When we’d had Lucky and Lily for about ten years, a newly-arrived neighbor’s dog got loose and attacked them. Lily had to be put down at once, as the vet said she would never be able to stand on the injured leg again. We treated Lucky with antibiotics for an infection, but he died two weeks later.
The next summer, Dave found another family of goats who needed a home. These were Alpine goats. One evening a trailer pulled into our driveway with the mom, Dulce, and her three kids named Comet, Aconite, and Chichi Valenzuela. Dave learned that wherever he could tempt Dulce to graze, the kids would follow. So he set to work getting Dulce to trust him. Soon the goats had eaten back the blackberries that had grown in at the edges of our property.
In the winter of 2016, Dave spent a lot of time in hospitals, fighting the cancer that eventually took his life. At one point our whole family was away with him, and our friend and neighbor Jim took care of our animals. One morning Jim found the mom, Dulce, lying dead in the corral. As Dave lay in the hospital, it was tempting to crack a morbid joke that she had died so that he could live. But we never learned what killed her. Jim managed the disposal of her body. Once Dulce was gone, Chichi Valenzuela got out of the pen and went missing. She never came back, so we assumed she had become dinner for the coyotes who had moved into the canyon at the edge of our place. And then there were two: Aconite, a doe who had been the runt of the litter, and Comet, a buck.
Dave died later that year. After twenty-two years of marriage, I thought I knew all his stories. But at his funeral I heard a new one. His old mentor, Keith, told a yarn about Dave’s proposal a decade before I met him, to use goats to manage the weeds at the residential substance abuse treatment program he managed. Dave had argued that caring for the goats would be therapeutic for the recovering residents; they would save on landscape maintenance as well. Keith encouraged Dave to fully evaluate the idea, which Keith found humorous at best. (Upshot: it never happened.)
Listening to this story thirty-five years later, I thought, what a chump I am! My husband had been trying to carry out this scheme far longer than he’d let on. I was such a fool for love! And no wonder he was happy in our marriage—I tolerated, and even underwrote, his crazy obsessions.
A week after the funeral, my husband’s old friend Hal delivered a gift. Months earlier, Hal had found a yellow diamond traffic sign in a junk store. It read “Goat Crossing.” So he had picked it up as a joke gift for Dave. The sign now hangs above my husband’s ashes on the fireplace mantle, along with other cherished offerings.
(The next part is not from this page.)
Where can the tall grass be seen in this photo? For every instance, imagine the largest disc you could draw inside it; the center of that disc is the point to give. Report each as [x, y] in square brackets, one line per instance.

Aconite and Comet are now old and infirm. The vet comes regularly to check on them. Aconite, the former runt, has turned the tables, becoming a fat bully who won’t let her skinny brother eat his food. They look at us quizzically with their sideways eyes, as if to ask, who are you? Any fruit treats for us today? I talk about giving them away, but my daughter wants to care for them. They were her Dad’s.
The pygmy goats grazing in Annadel gave me a gift: a sweet reverie about the lively, quirky guy I loved, and his improbable projects.